Named capture groups using `(?<name>...)` syntax are part of ECMAScript 2018 and should parse and display correctly. Unicode property escapes like `\p{Letter}` or `\p{Script=Greek}` are also ES2018 additions, but support depends on how the underlying parser implements that portion of the spec. If you see an unexpected parse error on a `\p{...}` pattern, the parser may not have reached that part of ES2018 yet. The `u` flag is required on the pattern for property escapes to be syntactically valid at all.
Why does the diagram show my quantifier as greedy even though I added `?` to make it lazy?
Greedy is the default behavior for `*`, `+`, `?`, and `{n,m}` in ECMAScript. Adding `?` directly after the quantifier (`*?`, `+?`, `??`, `{n,m}?`) switches to lazy mode, which matches as few characters as possible. If the diagram still reads greedy, verify that the `?` sits directly after the quantifier and has not been accidentally placed inside the preceding group. Some railroad renderers label quantifier symbols without indicating greedy versus lazy in the visual node; the accompanying text explanation should make that distinction explicit.

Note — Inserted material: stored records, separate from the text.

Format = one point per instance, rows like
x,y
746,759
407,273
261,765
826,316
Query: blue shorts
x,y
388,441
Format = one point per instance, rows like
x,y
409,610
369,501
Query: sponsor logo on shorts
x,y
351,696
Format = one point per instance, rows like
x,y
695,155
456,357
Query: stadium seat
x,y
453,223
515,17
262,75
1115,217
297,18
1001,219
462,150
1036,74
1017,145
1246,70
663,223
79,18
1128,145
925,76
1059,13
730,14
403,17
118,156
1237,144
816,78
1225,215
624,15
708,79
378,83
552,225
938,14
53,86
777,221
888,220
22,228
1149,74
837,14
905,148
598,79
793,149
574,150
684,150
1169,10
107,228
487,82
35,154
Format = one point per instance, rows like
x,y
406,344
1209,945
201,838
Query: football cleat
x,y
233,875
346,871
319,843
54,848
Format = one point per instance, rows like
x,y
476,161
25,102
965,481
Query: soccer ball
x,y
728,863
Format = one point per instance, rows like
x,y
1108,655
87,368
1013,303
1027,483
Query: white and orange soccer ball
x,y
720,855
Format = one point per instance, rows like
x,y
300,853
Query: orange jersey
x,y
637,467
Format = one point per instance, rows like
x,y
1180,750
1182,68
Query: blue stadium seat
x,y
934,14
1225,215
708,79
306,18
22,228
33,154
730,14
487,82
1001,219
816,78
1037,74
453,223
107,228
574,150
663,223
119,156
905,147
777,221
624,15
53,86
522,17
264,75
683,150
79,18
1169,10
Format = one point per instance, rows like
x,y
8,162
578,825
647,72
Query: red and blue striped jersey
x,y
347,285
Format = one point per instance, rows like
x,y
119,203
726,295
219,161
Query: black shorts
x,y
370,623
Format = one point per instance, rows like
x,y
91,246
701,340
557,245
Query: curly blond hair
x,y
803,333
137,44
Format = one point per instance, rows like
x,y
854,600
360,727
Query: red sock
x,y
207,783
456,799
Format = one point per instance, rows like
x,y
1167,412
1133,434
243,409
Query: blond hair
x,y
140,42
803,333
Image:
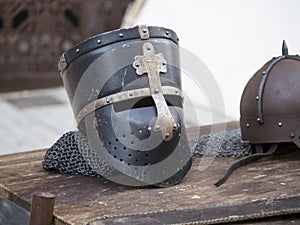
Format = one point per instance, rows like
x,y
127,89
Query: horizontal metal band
x,y
111,37
123,96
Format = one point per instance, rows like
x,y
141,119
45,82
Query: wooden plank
x,y
80,199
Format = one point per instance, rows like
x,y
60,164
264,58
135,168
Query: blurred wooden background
x,y
34,33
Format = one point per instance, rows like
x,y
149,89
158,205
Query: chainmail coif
x,y
65,155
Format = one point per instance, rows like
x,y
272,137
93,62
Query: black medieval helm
x,y
270,104
125,91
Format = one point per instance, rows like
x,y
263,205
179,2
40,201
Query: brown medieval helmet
x,y
270,104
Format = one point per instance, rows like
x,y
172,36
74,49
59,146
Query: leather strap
x,y
247,160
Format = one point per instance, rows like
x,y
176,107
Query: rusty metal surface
x,y
33,35
80,200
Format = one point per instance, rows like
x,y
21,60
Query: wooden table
x,y
262,189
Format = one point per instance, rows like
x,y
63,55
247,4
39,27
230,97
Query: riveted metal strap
x,y
62,64
123,96
144,32
153,64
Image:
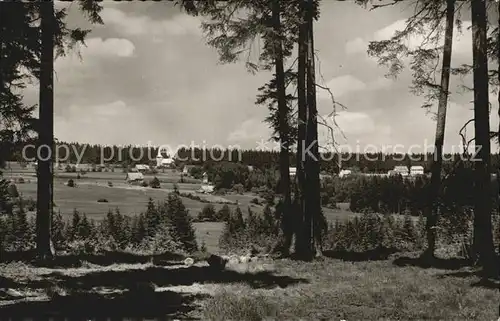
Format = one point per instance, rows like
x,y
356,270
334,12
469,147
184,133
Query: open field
x,y
131,200
329,289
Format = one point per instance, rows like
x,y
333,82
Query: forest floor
x,y
339,287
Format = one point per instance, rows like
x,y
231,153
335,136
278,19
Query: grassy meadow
x,y
338,287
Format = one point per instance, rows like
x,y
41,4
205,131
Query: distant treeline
x,y
131,155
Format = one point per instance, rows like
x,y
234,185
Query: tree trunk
x,y
437,161
45,133
313,205
498,137
303,237
483,237
284,162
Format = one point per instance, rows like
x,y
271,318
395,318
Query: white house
x,y
141,167
163,161
402,170
207,188
416,170
187,168
134,177
345,172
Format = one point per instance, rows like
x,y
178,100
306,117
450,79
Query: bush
x,y
239,188
154,183
12,190
207,214
224,214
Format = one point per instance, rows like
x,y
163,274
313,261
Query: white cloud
x,y
380,83
250,131
95,49
345,84
341,85
108,48
358,127
356,45
462,41
181,24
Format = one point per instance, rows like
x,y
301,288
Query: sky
x,y
147,76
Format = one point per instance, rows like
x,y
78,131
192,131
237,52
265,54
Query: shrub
x,y
229,306
181,227
207,214
12,190
154,183
239,188
224,214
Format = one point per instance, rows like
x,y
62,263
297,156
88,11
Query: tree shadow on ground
x,y
138,297
483,282
166,305
436,263
172,277
105,258
377,254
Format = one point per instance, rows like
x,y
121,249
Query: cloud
x,y
110,47
462,39
343,85
250,131
179,25
359,128
94,50
356,45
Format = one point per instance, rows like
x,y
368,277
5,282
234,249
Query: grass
x,y
130,201
359,291
328,289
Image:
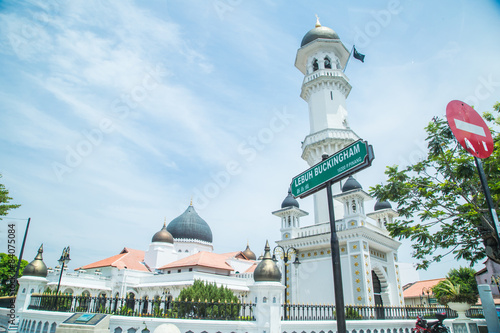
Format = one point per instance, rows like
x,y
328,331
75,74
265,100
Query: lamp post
x,y
495,279
428,291
287,254
64,260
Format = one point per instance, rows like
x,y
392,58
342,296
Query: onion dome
x,y
319,32
351,184
266,270
249,253
379,205
37,266
289,201
189,225
163,236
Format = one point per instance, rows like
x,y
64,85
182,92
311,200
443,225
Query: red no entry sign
x,y
469,128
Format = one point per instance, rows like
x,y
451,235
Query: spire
x,y
249,253
40,251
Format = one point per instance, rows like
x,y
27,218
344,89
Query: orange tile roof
x,y
415,289
129,258
205,259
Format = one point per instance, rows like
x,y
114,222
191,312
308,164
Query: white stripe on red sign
x,y
468,127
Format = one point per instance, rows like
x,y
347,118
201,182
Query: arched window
x,y
328,63
315,65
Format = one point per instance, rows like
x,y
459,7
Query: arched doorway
x,y
377,293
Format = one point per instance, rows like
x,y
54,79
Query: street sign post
x,y
470,129
474,135
351,159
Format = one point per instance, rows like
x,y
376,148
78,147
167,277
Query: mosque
x,y
182,250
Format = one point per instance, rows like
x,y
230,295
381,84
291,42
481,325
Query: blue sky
x,y
113,115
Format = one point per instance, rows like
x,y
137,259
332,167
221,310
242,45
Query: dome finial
x,y
37,266
266,270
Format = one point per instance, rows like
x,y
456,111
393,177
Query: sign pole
x,y
337,275
487,195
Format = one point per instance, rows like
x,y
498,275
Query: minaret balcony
x,y
325,78
325,73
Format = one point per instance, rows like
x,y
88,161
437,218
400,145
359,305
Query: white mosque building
x,y
182,250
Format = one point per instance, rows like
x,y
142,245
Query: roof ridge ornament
x,y
317,21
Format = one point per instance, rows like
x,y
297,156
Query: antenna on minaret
x,y
317,21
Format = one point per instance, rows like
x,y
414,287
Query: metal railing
x,y
358,312
157,308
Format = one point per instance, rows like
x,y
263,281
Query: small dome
x,y
351,184
379,205
266,270
289,201
37,266
163,236
319,32
249,253
189,225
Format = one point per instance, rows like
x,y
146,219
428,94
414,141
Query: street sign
x,y
469,128
349,160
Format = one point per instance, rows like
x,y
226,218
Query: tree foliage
x,y
8,267
203,300
440,201
459,286
4,201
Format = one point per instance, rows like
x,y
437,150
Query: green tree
x,y
459,286
8,267
4,201
440,201
206,300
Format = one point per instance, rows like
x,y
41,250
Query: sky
x,y
115,115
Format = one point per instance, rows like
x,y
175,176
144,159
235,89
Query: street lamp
x,y
495,279
64,260
287,254
428,291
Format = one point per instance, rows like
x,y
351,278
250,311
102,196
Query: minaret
x,y
322,58
34,280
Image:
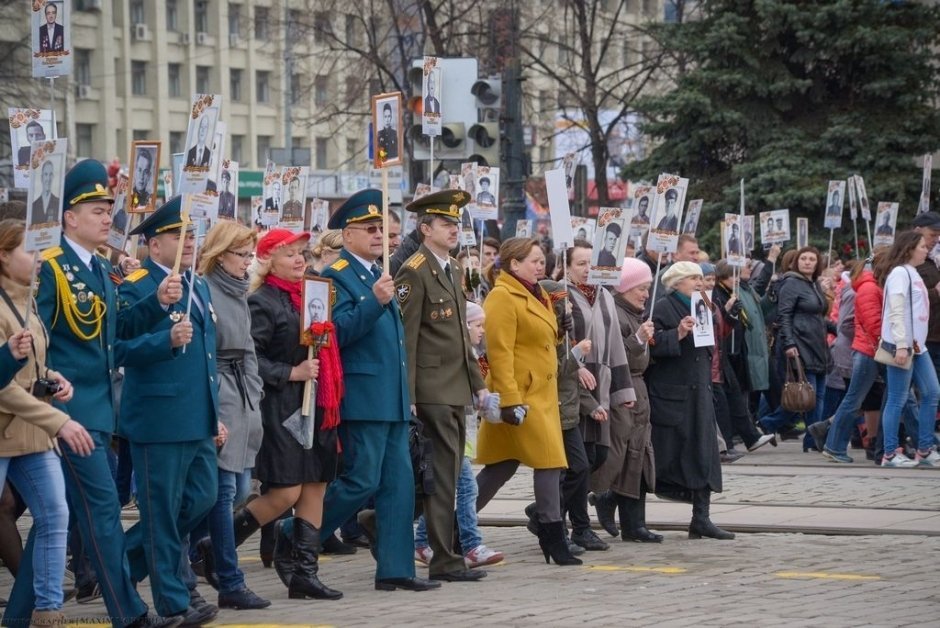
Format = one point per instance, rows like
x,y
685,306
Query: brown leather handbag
x,y
798,394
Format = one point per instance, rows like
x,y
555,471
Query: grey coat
x,y
239,383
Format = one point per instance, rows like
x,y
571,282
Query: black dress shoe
x,y
467,575
244,599
196,617
408,584
155,621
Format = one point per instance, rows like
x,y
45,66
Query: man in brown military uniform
x,y
443,375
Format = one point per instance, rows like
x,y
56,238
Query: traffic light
x,y
485,136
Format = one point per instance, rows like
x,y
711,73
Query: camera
x,y
45,387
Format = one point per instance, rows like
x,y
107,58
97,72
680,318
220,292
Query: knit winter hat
x,y
679,271
474,312
633,273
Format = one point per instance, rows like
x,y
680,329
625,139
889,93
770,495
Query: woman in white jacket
x,y
904,331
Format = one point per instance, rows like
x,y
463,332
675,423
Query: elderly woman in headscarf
x,y
682,410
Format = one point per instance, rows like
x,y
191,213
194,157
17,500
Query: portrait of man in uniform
x,y
51,34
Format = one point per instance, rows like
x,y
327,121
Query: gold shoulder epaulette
x,y
137,275
416,260
48,254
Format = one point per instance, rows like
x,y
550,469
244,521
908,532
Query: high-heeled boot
x,y
305,582
633,520
701,524
553,544
605,505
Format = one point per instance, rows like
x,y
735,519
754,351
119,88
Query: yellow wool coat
x,y
521,334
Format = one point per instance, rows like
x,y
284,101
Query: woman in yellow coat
x,y
521,333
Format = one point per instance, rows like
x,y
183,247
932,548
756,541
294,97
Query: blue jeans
x,y
38,478
221,530
864,374
923,376
466,512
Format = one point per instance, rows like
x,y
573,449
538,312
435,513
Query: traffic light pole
x,y
513,152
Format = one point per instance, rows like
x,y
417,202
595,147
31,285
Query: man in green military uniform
x,y
443,375
77,301
169,416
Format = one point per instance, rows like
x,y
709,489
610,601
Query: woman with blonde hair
x,y
29,425
226,255
522,331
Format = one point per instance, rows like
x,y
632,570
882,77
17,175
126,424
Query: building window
x,y
263,86
238,142
203,80
172,15
264,148
138,13
139,78
174,85
234,19
261,23
235,84
202,16
83,66
321,91
84,134
322,162
176,141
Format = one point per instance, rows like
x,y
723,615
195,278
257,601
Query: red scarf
x,y
292,288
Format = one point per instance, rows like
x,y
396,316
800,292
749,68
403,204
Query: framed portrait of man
x,y
316,305
388,140
51,41
44,198
145,166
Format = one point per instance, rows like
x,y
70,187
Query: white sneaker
x,y
898,460
932,459
423,555
482,555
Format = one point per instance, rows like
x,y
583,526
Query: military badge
x,y
403,291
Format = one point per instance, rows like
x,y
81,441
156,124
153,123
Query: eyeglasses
x,y
371,229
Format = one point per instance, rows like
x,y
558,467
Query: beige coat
x,y
521,334
27,424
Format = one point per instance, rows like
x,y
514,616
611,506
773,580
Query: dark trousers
x,y
445,426
177,487
574,480
92,498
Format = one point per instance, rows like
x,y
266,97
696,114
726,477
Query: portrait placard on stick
x,y
774,227
610,244
802,232
44,199
886,221
387,126
924,205
558,207
52,39
27,126
145,162
691,216
431,113
835,201
666,217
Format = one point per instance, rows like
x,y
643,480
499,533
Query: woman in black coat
x,y
682,410
801,335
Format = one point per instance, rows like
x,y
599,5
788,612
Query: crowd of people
x,y
173,382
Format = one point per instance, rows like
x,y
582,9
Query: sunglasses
x,y
371,229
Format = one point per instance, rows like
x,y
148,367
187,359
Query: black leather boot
x,y
701,525
605,505
553,544
633,520
305,583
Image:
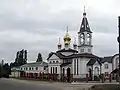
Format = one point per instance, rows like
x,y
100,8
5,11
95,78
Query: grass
x,y
106,87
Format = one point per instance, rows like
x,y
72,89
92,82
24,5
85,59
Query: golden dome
x,y
67,38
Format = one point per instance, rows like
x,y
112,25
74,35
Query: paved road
x,y
6,84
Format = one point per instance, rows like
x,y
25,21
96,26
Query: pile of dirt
x,y
106,87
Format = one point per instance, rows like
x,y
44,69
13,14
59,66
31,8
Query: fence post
x,y
117,77
103,78
110,77
87,78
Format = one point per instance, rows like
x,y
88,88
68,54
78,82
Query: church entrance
x,y
68,75
90,74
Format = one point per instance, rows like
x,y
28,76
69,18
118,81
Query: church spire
x,y
75,44
85,36
59,44
84,25
67,39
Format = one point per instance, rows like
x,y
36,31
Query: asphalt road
x,y
6,84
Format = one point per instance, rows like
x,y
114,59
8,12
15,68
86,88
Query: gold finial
x,y
67,29
59,41
74,40
84,14
84,8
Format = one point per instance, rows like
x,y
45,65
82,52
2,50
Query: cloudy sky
x,y
36,25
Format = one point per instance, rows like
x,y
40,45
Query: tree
x,y
39,59
21,58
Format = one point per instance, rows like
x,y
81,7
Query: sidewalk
x,y
60,85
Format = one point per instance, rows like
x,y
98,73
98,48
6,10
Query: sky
x,y
36,25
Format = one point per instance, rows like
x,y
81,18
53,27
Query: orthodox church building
x,y
79,60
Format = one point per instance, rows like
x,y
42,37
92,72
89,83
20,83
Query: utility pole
x,y
119,44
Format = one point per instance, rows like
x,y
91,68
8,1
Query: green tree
x,y
39,58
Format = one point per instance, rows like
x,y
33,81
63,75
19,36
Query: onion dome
x,y
59,44
67,38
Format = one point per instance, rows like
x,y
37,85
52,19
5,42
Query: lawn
x,y
106,87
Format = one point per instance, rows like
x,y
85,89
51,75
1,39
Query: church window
x,y
53,70
117,62
89,50
106,66
77,66
32,68
106,74
82,26
26,68
53,61
82,50
36,68
57,61
29,68
96,70
56,69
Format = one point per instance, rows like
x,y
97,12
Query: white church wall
x,y
96,66
115,62
33,69
67,53
82,68
105,69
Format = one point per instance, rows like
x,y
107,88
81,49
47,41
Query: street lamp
x,y
119,45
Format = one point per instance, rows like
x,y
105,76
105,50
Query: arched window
x,y
53,61
82,38
117,62
51,70
88,39
96,71
57,61
50,62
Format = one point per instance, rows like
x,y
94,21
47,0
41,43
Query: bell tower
x,y
85,36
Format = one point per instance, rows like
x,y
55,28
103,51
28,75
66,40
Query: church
x,y
79,61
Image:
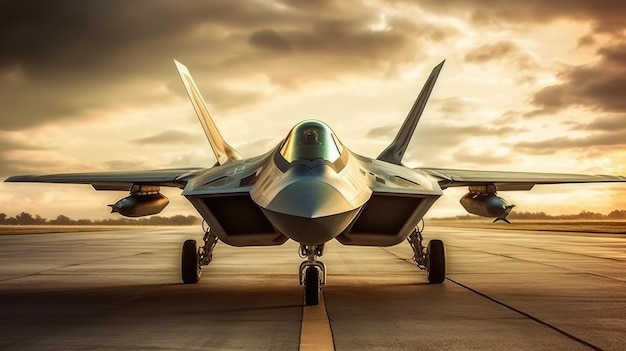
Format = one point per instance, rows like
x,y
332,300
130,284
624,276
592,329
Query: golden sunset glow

Can this explain lookbehind assertions, and will the explanation work correctly in older Safari?
Positive lookbehinds `(?<=...)` and negative lookbehinds `(?<!...)` were introduced in ECMAScript 2018. Safari only added lookbehind support in Safari 16.4, released March 2023. If the explainer uses the browser's native `RegExp` to validate the pattern as part of generating the breakdown, any Safari build older than 16.4 will throw a syntax error when the pattern is evaluated, even when the explainer is only parsing text. Lookaheads `(?=...)` and `(?!...)` carry no such compatibility risk and work in every browser.
My pattern uses a backreference like `\1`. Will the explainer identify which capture group it refers back to?
A numbered backreference like `\1` matches whatever text was captured by the first capture group earlier in the pattern. A complete explanation should cross-reference the backreference to the corresponding group rather than just labeling it "backreference 1". Named backreferences using `\k<name>` should similarly point to the named group. If the tool only labels the backreference without linking to the source group, you can identify the source manually by counting left parentheses left to right, skipping non-capturing groups `(?:...)`, lookaheads, and lookbehinds.
How does the railroad diagram here differ from what regexper.com produces?
Regexper generates SVG railroad diagrams from a regex pattern and nothing else. There is no accompanying prose; the diagram is the entire output. This tool pairs the railroad diagram with per-token plain-English labels, so you can read the structural flow in the diagram and a text description at the same time. That pairing resolves ambiguities that a diagram alone leaves open, for example distinguishing a character class `[ab]` from an alternation group `(a|b)`, which can render as visually similar railroad nodes depending on the implementation.